What do
Benjamin Franklin and
Mrs. Silence Dogood have to do with the affairs of the $3 billion California stem cell agency?
Very little -- directly -- is one answer. The other answer is that Ben and the publicly spirited Mrs. Dogood had a lot to do with the publication of strong views that run afoul of the established order.
|
Ben Franklin, Getty Images |
Silence Dogood, you see, was a pen name for Ben early in his career. He used it successfully to get his thoughts into print. It made Franklin, as a writer, anonymous -- thus overcoming the barrier that use of his own name posed.
All of which raises the topic of the day -- publication of anonymous comments concerning articles on the
California Stem Cell Report -- more particularly the
comment this morning on the ViaCyte item earlier this week.
In advance of today's publication of the comment, ViaCyte was offered, in the spirit of fairness, an opportunity to respond to the anonymous writer. Declining on behalf of the San Diego company was
Jessica Yingling, president of
Little Dog Communications Inc., of San Diego. She also asked whether “it is normal to have comments like this.”

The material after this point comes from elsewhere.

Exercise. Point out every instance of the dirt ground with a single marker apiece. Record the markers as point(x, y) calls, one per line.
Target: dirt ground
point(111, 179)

My email reply to her earlier this week said, yes, it is relatively common to permit anonymous comments on the California Stem Cell Report. As I replied, I thought others were likely to have similar questions. Thus this piece came about.

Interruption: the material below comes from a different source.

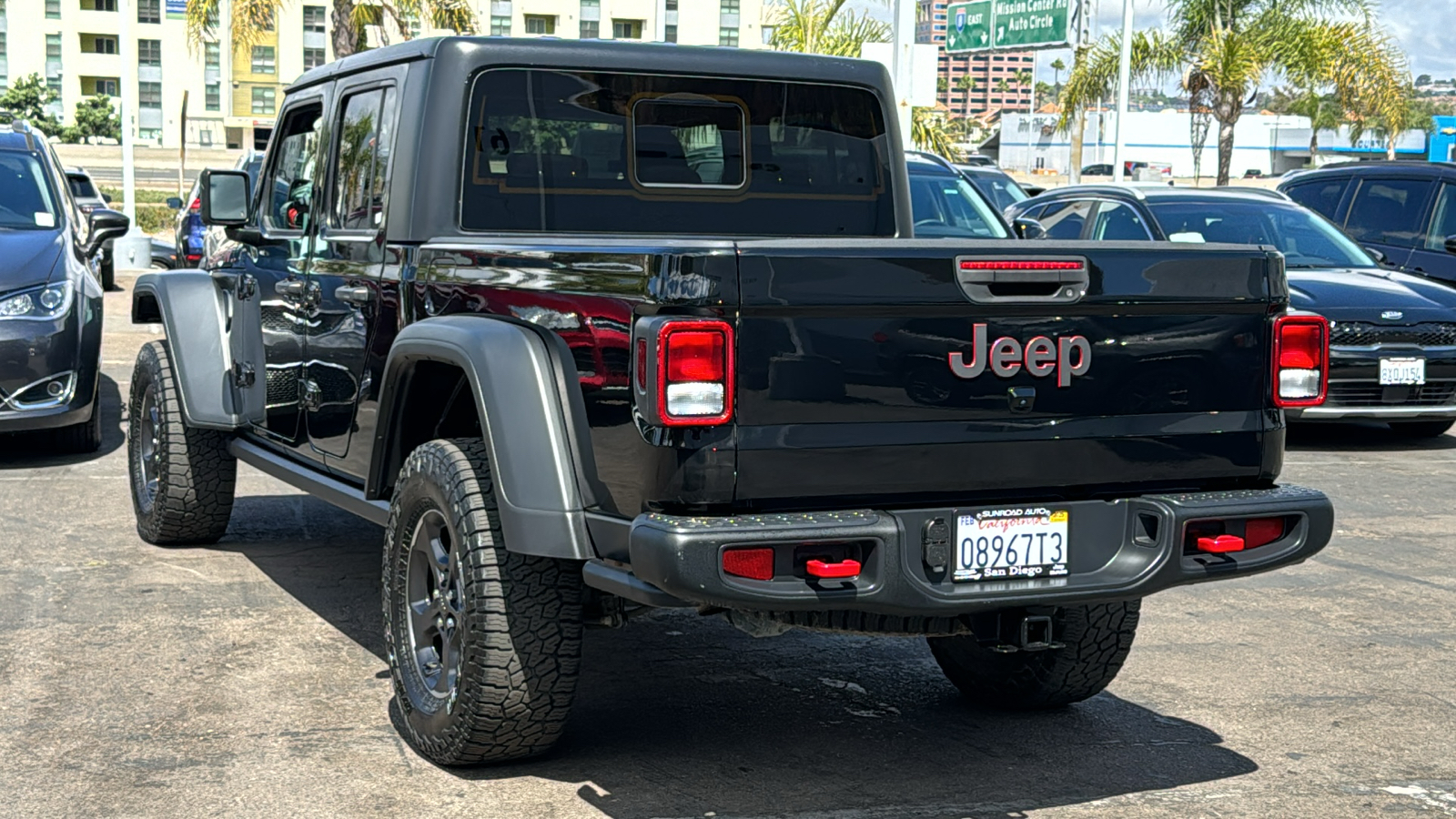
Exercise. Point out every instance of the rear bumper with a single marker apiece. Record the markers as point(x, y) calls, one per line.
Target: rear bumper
point(1111, 554)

But first, it is helpful to understand just how anonymous comments work on Blogger, the Google-owned platform for the California Stem Cell Report.
Google allows readers, at the option of the blog publisher, to make comments anonymously. Google controls the method that protects the anonymity of the writer. When I receive an anonymous comment, I do not and cannot know the names of persons who file them. But I do moderate them.
I permit anonymous comments because of the nature of the scientific community, the stem cell agency and the biotech industry. Of particular importance is that the agency is, in fact, a state government body and is spending public money. However, it is not answerable to the governor or the legislature because of the terms of the ballot measure that created it, Prop. 71. That is not the case for nearly all other state agencies. Currently the agency, formally known as the California Institute for Regenerative Medicine (CIRM), also functions almost invisibly with little attention from any media, mainstream or otherwise.
Over the past 13 years of writing about this rather large source of public funding for stem cell research, I have found that many persons in the field are reluctant to comment with complete candor, sometimes because it may appear to others in the field that their comments are unseemly. In other cases, people in the field are simply afraid of possible financial or professional repercussions if they make comments that some may find objectionable, no matter how well founded. If anonymous comments were barred entirely, it would mean a loss of a certain perspective about the agency and sometimes useful information about how the stem cell industry and the agency works. That said, not all anonymous comments satisfy that criteria.
I do not publish all anonymous comments. Some have been libelous. A few have been deranged. Others are nothing more than spam.
Reasonable people can and do differ about the use of anonymous comments on blogs or in the mainstream media, which are very different animals. During my decades of covering and editing news as well as directing coverage, use of anonymous sources has always been a matter of debate and controversy. I acknowledge that some, perhaps many, anonymous writers may be grinding a particular axe. On the other hand, the targets of such comments are not always forthright. It is not necessarily in their interests to disclose bad news. The media can also be easily manipulated by "official" sources, something I have seen occur widely over the past five decades.
Indeed, the backers of Prop. 71 in 2004 were less than forthright during ballot campaign that created the stem cell agency. But such is the nature of such political activities.
Ben Franklin was an adroit politician as well as a clever writer and advocate. He also hid his identity under many pen names during his life in the 18th century. Today I have no doubt that Silence Dogood would have no difficulties with our judicious posting of anonymous comments on the California Stem Cell Report.